Nevertheless, not all low-divergent (‘minor’) amplicons necessarily originate from real biological variation, but may instead reflect artificial sequences caused by methodological errors. A perfect distinction between these two types of sequences is currently impossible, but, of course, important for accurate diversity estimations (Brown et al., 2015). Potential error sources that generate non-biological sequences occur in the PCR amplification process, for instance, by a decrease in polymerase fidelity, thermal damage (Pienaar et al., 2006), or by the formation of chimeric sequences from two or multiple parental sequences (Lahr and Katz, 2009). Artificial sequences may also be generated during high-throughput sequencing (HTS) by erroneous base calls (Bokulich et al., 2013). Another often ignored error source in HTS is sample bleeding, which is caused by incorrect assignment of small numbers of reads to multiplexed samples processed on the same sequencing lane (Mitra et al., 2015). Because of the fine-scaled resolution in our approach, we could observe events of sample bleeding and attribute Swarm OTUs with more than 99% of reads from one region and less than 1% of reads from the other region to this phenomenon.

To exclude artificially generated sequences from potential HTS error sources, we took several precautions and followed advices for best practices in sequence quality filtering⁴. Thus, except for sample bleeding (which may assign real biological sequences to the wrong sample), we conclude that only a negligible part of the genetic variation in our dataset is of non-biological origin. As a consequence, we further presume that the effect of artificial sequences on assortativity analyses will be of minor relevance. Since artificially generated sequences are highly unlikely to be generated from scratch, but rather from a dominant parental amplicon, both the artificial and dominant sequence will carry the same geographic information. This scenario is therefore not altering results of Swarm OTUs that consist completely or nearly completely of amplicons from the same region. In Swarm OTUs that include amplicons from different regions, artificial sequences might increase the number of edges between amplicons from the same region and therefore lead to more assortative patterns. Regarding the latter, though, we refer again to our quality filtering strategy, which removes low-quality sequences before clustering in Swarm is conducted. In addition, the patterns observed by within-OTU analyses were further corroborated by between-OTU analyses, which imply that they are not the result of artificially created sequences.

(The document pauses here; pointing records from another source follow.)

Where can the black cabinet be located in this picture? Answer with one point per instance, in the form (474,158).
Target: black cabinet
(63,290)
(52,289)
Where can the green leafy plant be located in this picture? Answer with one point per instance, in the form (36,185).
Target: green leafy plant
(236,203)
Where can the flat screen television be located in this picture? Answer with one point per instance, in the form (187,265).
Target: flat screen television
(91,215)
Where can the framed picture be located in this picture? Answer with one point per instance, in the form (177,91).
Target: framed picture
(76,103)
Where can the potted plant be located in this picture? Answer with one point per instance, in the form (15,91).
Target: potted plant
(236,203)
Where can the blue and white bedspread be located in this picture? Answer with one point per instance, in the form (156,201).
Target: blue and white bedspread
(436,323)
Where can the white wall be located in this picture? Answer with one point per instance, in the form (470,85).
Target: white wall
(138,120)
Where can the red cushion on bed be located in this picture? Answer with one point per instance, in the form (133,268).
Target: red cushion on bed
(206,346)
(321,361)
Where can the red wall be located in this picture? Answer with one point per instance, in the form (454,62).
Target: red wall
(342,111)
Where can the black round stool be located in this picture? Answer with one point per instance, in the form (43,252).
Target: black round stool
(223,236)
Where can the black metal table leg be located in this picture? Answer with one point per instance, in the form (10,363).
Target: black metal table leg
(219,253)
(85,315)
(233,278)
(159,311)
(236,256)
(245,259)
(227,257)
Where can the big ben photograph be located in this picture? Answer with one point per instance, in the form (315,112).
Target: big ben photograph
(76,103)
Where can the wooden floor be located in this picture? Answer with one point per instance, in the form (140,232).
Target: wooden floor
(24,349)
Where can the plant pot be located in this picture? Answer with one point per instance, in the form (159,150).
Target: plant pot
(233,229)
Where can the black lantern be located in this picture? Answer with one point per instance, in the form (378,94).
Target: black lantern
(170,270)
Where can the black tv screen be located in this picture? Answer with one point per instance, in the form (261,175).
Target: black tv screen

Denoising algorithms are an alternative to our sequence quality filtering strategy and have gained in popularity for analyzing metabarcoding datasets (e.g., Callahan et al., 2017). While denoising metabarcoding data prior to OTU clustering in Swarm is possible, too many of the low-abundant ‘minor’ sequence variants are aggregated into central consensus sequences or discarded by the denoising algorithms (Antich et al., 2021). The denoised dataset thus contains only few amplicons that can be further clustered by Swarm. Instead, the majority of these denoised amplicons are placed in standalone Swarm OTUs (i.e., singleton OTUs of high read abundance) without any other amplicon. Denoising a dataset before clustering in Swarm is therefore counter-effective for evaluating underlying network topologies of Swarm OTUs and exploring distribution patterns of genetic diversity with our newly introduced strategy.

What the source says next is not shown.